President of Armenia Serzh Sargsyan in an exclusive interview with EURACTIV’s partner EFE defended his country’s complementary approach to relations with both the EU and the Moscow-backed Eurasian Union.
On the eve of an official visit to Russia, Serzh Sargsyan avoided commenting on the current poor relations between Russia and the European Union, saying “I do not want to make an assessment of those Western countries that have a difficult relationship with Russia”.
When asked if Armenia could play the role of mediator between the two powers, the Armenian president insisted that “we are a small country, so we don’t want to overestimate our role. To say that Armenia could be a bridge between the West and Russia is an exaggeration.”
Instead, his country’s government is “constantly working so as to not cause additional problems between Russia and the West”.
The alternative strategy of trying to exploit the weaknesses in their relationship could prove dangerous or even “fatal” for a small country like Armenia, he warned.
“That is why we are more comfortable when relations between Russia and NATO, between Russia and the West, are not tense. That’s the most acceptable situation for us,” he explained.
Russia is the main political, economic and military ally of the small south Caucasus republic, which keeps its borders with its powerful neighbours, Turkey and Azerbaijan, closed. Both the latter are Muslim majority nations while Armenia is predominantly Christian.
Armenia is involved in an ongoing conflict with Azerbaijan over the disputed Nagorno Karabakh region, which led in April to renewed fighting. A precarious ceasefire has been in place ever since.
“Russia is our strategic partner,” said Sargsyan, who has been in office since 2008. “We see no reason to cut those ties; in fact, we want to strengthen and expand those ties,” he revealed.

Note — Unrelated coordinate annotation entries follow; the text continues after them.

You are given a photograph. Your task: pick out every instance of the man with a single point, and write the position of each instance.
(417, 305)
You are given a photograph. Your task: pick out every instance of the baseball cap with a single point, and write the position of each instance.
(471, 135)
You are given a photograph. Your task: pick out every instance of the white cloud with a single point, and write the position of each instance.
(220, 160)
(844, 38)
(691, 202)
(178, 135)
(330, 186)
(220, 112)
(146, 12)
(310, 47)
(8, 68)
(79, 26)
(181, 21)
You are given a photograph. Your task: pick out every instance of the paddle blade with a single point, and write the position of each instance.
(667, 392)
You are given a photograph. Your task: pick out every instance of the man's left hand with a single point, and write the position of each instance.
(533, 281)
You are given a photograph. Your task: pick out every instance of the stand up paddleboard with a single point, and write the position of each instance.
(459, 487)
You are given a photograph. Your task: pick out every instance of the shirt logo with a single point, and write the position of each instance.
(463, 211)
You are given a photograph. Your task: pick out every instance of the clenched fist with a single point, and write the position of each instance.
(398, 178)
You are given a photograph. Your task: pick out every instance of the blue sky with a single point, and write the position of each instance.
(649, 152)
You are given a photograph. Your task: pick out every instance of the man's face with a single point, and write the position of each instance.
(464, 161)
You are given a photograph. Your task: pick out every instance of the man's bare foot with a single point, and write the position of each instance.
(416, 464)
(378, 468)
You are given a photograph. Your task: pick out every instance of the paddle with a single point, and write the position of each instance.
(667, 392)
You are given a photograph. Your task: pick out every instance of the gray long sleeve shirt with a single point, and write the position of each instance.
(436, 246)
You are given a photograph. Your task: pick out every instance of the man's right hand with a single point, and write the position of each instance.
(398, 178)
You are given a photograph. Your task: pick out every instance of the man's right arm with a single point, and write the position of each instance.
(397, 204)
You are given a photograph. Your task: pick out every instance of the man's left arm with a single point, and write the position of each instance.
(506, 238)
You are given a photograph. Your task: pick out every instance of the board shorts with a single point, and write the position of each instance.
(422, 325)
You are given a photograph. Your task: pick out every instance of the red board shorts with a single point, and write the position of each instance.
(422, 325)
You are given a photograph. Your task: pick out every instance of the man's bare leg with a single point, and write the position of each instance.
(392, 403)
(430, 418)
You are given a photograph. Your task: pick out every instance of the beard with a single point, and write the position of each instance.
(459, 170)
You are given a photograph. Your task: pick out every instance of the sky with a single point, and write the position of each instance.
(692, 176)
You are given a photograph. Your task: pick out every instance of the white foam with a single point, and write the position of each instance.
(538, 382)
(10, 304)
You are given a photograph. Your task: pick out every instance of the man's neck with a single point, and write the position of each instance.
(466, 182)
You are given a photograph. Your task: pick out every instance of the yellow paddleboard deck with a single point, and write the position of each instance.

“At the same time, we want to deepen relations with the EU, that is one of the priorities of our foreign policy,” he added.
Sargsyan recently met with reappointed European Council President Donald Tusk, where they announced the successful conclusion of bilateral negotiations on an expanded cooperation agreement between Armenia and the European bloc.
“We see no contradiction in our policy. Quite the contrary, we are convinced that it is complementary,” the Armenian president stressed.
The EU is not alone in feeling the effects of the refugee crisis, as Armenia has welcomed 20,000 displaced people as a result of the civil war in Syria, most of them ethnic Armenians.
“We do not call them refugees,” Sargsyan said, “they are our brothers and sisters.”
“Of course it is a great tragedy: these people have had to abandon their homes that have taken decades to build,” he added.
Declining to offer any advice to European governments on how to best host new arrivals, the president did comment that he is confident that Europeans know the difference between “types” of people arriving on their borders.
Sargsyan has led a long career in service of the Armenian state, which began in 1993 when he was defence minister during the Nagorno-Karabakh War, but he claims to not have a plan in place for when his term as president ends in 2018.
“Frankly, I do not have a plan prepared,” he said, adding that it would be great if in the parliamentary elections to be held next month the Republican Party (which is EPP-affiliated) triumphed. Polls indicate they will.
The 2 April elections are the first to be held under Armenia’s new constitution, which is transforming its political system from a semi-presidential model to that of a parliamentary one.
If the Republican Party wins enough votes then “the current prime minister will continue in office”, he explained.
Sargsyan also highlighted the “very strong” relationship his country has with the United States, where there is a very large Armenian diaspora.
More than 7 million Armenians live outside of their homeland and the president said they all have something in common: “they easily integrate into the societies in which they live”.
“Our compatriots living in Latin America have a key role in the development of those countries,” he said, adding that “it is not coincidence that Uruguay was the first country to recognise the Armenian genocide in 1965”.
Lastly, Sargsyan admitted that although Spaniards may not be very aware of Armenia, “Spain is one of the main tourist destinations for Armenians”.
Relations between Armenia and Spain “have a long history going all the way back to the Middle Ages”, he claimed. The president also said that “Spaniards, as exporters of wine culture, should know that, according to the Bible, the first vineyard was planted in Armenia”.